Reading UIUC Financials

If you came here looking to read financial statements at UIUC, there’s a page just for you.

Package Overview

This package builds on pdfminer to make it easy to absorb computer-generated tabular data in PDF form and produce JSON-like lists of row dictionaries. The basic workflow is as follows:

# identify top of table
top_y0 = find_attr_group_matching(
        ["Last Name", "First Name"], "y0", page_it.lines)

# extract text snippets making up table body
table_lines = [l for l in page_it.lines if l.y0 < top_y0]
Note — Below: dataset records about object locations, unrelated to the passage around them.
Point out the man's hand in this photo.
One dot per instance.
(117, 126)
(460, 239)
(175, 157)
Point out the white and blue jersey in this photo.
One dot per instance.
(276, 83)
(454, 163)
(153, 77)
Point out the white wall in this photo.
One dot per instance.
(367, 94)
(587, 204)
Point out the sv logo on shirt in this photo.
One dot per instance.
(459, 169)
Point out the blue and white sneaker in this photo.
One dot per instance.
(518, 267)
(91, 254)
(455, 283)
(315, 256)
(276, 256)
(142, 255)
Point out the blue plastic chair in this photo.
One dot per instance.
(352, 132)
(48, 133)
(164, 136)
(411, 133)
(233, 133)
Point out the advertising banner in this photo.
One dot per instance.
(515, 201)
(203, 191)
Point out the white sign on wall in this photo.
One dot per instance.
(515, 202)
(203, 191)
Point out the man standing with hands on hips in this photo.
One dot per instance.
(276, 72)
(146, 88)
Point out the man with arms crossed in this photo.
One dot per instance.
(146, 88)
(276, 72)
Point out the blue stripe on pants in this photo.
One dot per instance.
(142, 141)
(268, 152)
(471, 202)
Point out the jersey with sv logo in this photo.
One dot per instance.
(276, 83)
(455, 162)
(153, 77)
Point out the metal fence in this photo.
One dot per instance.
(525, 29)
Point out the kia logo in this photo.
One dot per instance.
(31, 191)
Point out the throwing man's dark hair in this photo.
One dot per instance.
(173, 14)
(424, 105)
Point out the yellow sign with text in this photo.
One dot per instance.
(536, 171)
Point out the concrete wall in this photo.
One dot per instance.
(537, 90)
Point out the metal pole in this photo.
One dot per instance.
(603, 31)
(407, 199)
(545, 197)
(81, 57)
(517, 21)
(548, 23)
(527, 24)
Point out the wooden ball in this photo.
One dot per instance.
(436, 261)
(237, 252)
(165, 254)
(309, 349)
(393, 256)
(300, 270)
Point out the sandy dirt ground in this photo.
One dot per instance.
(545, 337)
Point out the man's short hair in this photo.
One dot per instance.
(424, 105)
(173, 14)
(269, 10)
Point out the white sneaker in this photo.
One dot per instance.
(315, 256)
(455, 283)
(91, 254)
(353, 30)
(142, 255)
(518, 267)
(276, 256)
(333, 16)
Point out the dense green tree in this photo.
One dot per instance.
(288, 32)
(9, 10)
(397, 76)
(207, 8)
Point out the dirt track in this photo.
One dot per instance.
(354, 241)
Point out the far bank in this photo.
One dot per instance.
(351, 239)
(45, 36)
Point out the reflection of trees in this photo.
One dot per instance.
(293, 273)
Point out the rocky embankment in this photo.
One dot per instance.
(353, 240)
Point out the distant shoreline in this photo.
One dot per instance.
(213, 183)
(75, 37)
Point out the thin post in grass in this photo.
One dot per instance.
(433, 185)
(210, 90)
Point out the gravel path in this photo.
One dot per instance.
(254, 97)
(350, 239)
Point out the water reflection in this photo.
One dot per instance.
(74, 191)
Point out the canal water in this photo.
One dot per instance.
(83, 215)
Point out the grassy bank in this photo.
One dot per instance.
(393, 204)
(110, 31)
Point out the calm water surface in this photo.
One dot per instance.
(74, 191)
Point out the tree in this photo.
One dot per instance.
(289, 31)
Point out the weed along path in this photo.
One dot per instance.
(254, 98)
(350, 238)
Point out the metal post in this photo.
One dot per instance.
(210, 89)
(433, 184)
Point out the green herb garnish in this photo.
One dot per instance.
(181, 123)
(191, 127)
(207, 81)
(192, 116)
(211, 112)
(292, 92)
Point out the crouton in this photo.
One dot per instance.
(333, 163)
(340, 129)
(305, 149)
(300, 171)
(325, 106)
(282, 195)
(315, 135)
# extract header text snippets
headers = [l for l in page_it.lines if abs(l.y0 - top_y0) < 5]

# extract table
rows = find_row_table(headers, table_lines)
rows = merge_overlapping_rows(rows, "y0", "y1")

This will leave rows to be a data structure roughly like the following:

{'Amount ': TL('           60.00 '), 'Last Name': TL('Lidstad'), 'Address': TL('62\xa0Mississippi\xa0River\xa0Blvd\xa0N'), 'First Name': TL('Dick\xa0&\xa0Peg'), 'City': TL('Saint\xa0Paul'), 'State': TL('MN'), 'Zip': TL('55104'), 'Occupation': TL('retired'), 'Date': TL('10/12/2012')}
{'Amount ': TL('           60.00 '), 'Last Name': TL('Strom'), 'Address': TL('1229\xa0Hague\xa0Ave'), 'First Name': TL('Pam'), 'City': TL('St.\xa0Paul'), 'State': TL('MN'), 'Zip': TL('55104'), 'Date': TL('9/12/2012')}
{'Amount ': TL('           60.00 '), 'Last Name': TL('Seeba'), 'Address': TL('1399\xa0Sheldon\xa0St'), 'First Name': TL('Louise\xa0&\xa0Paul'), 'City': TL('Saint\xa0Paul'), 'State': TL('MN'), 'Zip': TL('55108'), 'Occupation': TL('BOE'), 'Employer': TL('City\xa0of\xa0Saint\xa0Paul'), 'Date': TL('10/12/2012')}
{'Amount ': TL('           60.00 '), 'Last Name': TL('Schumacher\xa0/\xa0Bales'), 'First Name': TL('Douglas\xa0L.\xa0/\xa0Patricia\xa0948\xa0County\xa0Rd.\xa0D\xa0W'), 'City': TL('Saint\xa0Paul'), 'State': TL('MN'), 'Zip': TL('55126'), 'Date': TL('10/13/2012')}
{'Amount ': TL('           75.00 '), 'Last Name': TL('Abrams'), 'Address': TL('238\xa08th\xa0St\xa0east'), 'First Name': TL('Marjorie'), 'City': TL('St\xa0Paul'), 'State': TL('MN'), 'Zip': TL('55101'), 'Occupation': TL('Retired'), 'Employer': TL('Retired'), 'Date': TL('8/8/2012')}

See this demo for a minimal, fully functional example. There is some documentation in the source code. In addition, there are some (sparsely documented) facilities for inserting the obtained data into a SQLite3 database and the full script I use to make my financial info digestible.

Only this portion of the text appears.